2djinn03In this novel, we are provided with many different views of the women in the novel.  Ranging from Mernissi herself to her mother to Yasmina.  We are offered a variety of outlooks concerning women’s expression and how the Moroccan way of life has ultimately shaped the way women express themselves.  Women were restrained in ways that men were not.  Women had one job: to keep the household in order.  This included: cooking, cleaning, and any other domestic duties that women perform.

It is really hard to live life without some sort of creative outlet.  It is extremely important to have something to look forward to and something to do that we actually enjoy.  When there is nothing to look forward to, life becomes dull and very disheartening.  This is something that Moroccan women, and women from all over the world, have to face.  Fortunately, some women find ways to deal with this structured lifestyle.  In the novel, we are given many examples of how women express themselves.

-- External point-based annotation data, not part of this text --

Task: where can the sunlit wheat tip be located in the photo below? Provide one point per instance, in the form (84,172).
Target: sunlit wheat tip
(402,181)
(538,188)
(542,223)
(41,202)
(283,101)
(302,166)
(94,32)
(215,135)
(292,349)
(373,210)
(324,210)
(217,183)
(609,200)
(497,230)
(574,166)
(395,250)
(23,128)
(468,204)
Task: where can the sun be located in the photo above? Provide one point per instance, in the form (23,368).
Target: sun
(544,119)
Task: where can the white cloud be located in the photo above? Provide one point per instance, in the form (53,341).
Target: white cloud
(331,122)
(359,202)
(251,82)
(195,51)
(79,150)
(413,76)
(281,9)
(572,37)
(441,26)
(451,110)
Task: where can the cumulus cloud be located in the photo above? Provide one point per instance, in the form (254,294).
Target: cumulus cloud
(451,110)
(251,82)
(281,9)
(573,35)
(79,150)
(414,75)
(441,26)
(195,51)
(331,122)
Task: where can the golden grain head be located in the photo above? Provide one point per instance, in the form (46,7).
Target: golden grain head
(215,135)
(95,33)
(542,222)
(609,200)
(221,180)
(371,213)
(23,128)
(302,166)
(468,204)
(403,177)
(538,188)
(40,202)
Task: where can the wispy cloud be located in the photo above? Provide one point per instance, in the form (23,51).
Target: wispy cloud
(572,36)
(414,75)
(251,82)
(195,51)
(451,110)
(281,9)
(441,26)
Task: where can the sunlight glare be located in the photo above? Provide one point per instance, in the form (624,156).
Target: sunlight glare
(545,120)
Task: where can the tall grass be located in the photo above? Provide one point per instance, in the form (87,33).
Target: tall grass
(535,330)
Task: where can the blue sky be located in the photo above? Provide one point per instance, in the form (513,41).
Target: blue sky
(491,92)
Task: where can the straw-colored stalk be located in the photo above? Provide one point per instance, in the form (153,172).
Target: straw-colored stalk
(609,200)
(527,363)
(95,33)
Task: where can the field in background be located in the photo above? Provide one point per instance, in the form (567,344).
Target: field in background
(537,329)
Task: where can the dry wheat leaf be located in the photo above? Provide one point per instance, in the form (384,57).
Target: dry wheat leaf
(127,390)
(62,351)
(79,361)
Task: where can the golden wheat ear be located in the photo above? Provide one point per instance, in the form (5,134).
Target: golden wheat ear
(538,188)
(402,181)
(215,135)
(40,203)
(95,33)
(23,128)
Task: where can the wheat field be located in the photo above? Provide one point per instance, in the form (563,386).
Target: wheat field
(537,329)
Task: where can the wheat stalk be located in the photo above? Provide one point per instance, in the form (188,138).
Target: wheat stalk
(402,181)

For instance, we are presented with Fatima Mernissi.  Even though she is just a little girl throughout the novel, she is still restricted in what she can and can’t do.  She quickly learns that there are boundaries which she can not cross.  Although Mernissi didn’t live a life full of domestic duties because she was still a child, she realized that she would have to develop some sort of creative outlet in order to feel fulfilled in some way.  As she was restricted from playing with her older cousins, her mother reminded her that some kinds of play “represented war”.  Mernissi states, “I was afraid of war, so I would put my little cushion down on our threshold, and play l-msaria b-lglass (literally, “The Seated Promenade”), a game I invented then and still find quite useful today,” (Mernissi 4).  Starting from a young age, Mernissi finds something that she enjoys and finds useful to her development as a person.

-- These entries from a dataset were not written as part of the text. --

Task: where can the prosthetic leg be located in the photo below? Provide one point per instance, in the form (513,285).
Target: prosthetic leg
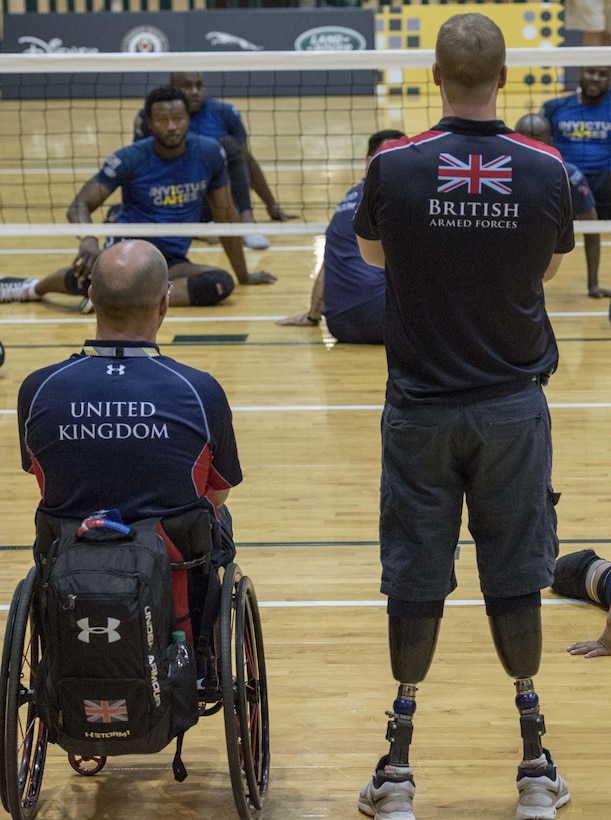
(515,624)
(412,646)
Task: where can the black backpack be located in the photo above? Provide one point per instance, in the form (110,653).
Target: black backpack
(103,685)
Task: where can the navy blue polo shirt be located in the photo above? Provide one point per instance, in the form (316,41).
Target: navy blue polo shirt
(120,426)
(469,215)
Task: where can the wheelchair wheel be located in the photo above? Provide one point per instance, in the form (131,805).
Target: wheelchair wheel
(24,736)
(244,686)
(87,766)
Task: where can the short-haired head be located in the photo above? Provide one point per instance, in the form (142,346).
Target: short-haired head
(535,126)
(128,282)
(165,93)
(470,57)
(380,137)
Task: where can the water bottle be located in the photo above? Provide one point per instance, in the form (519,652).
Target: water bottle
(182,674)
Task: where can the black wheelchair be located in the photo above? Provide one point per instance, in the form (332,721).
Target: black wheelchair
(235,682)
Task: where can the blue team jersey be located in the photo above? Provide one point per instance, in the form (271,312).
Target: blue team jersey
(582,133)
(119,426)
(164,190)
(214,119)
(349,281)
(469,215)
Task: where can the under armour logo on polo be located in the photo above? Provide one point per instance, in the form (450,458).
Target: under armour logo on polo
(110,630)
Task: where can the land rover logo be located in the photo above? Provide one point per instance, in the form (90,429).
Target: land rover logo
(330,38)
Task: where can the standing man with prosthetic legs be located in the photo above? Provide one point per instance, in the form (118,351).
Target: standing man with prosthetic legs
(468,220)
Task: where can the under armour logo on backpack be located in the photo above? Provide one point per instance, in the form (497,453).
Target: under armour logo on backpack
(110,630)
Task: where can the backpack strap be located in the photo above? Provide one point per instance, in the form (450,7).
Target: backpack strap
(178,767)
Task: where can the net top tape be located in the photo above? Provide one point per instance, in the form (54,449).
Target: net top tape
(281,60)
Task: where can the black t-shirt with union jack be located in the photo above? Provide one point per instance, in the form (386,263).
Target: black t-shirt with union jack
(469,215)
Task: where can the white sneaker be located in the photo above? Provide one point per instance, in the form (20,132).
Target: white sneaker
(13,289)
(256,242)
(385,798)
(541,791)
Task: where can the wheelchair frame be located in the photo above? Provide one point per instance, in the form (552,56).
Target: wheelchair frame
(240,690)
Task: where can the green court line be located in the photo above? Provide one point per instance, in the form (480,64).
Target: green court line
(253,544)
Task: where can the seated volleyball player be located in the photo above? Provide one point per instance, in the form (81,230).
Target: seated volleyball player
(163,179)
(587,577)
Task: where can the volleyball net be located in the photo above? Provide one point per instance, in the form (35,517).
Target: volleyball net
(309,116)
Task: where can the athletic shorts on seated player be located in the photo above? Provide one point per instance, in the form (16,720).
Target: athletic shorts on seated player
(495,452)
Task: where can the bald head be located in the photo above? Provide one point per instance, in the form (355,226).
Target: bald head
(535,126)
(128,283)
(192,84)
(470,56)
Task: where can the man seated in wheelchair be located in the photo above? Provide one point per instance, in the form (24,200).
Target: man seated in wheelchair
(120,427)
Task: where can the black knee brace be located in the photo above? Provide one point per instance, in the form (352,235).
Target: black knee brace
(515,624)
(210,287)
(412,632)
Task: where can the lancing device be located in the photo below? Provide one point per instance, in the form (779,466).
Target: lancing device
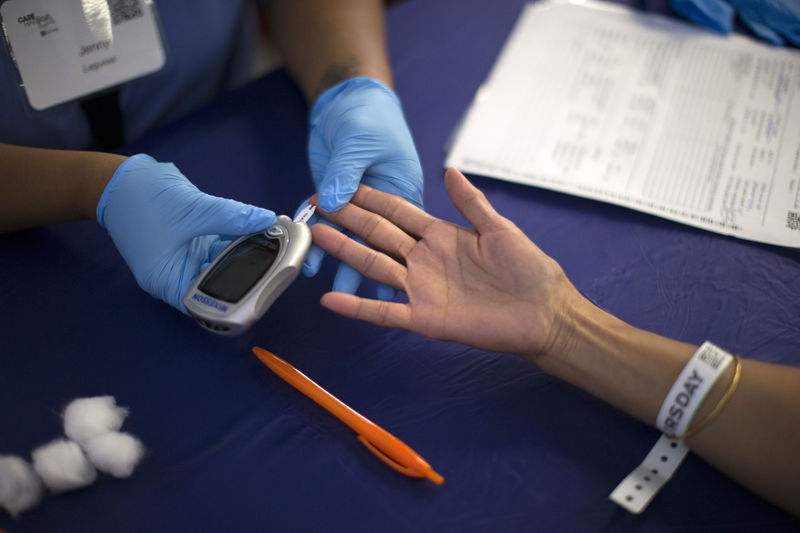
(245,279)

Another example is Aunt Habiba, Fatima’s aunt who’s husband had taken everything from their marriage in order to use it against her had he wished to do so.  A woman who was alone and broken; a woman left with nothing but memories.  Aunt Habiba certainly had to contribute to the household as well as all the other women.  Her creative outlet was story telling and making things magical.  As Mernissi recalls those nights where all the children in the harem would climb the many steps up to Aunt Habiba’s room, she speaks of Aunt Habiba’s creative outlet that inspired her.  Mernissi states, “She knew how to talk at night.  With words alone, she could put us onto a large ship sailing from Aden to the Maldives, or take us to an island where the birds spoke like human beings,” (Mernissi 19).  She then later says, “Her tales made me long to become an adult and an expert storyteller myself.  I wanted to learn how to talk in the night,” (Mernissi 19).  Women did other things to express themselves like embroidery or singing or indulging in things like the Cairo radio which was not permitted by the head of the household.  Readers get a chance to see just how important having a creative outlet is.  Mernissi brings us into her own personal space to show us this.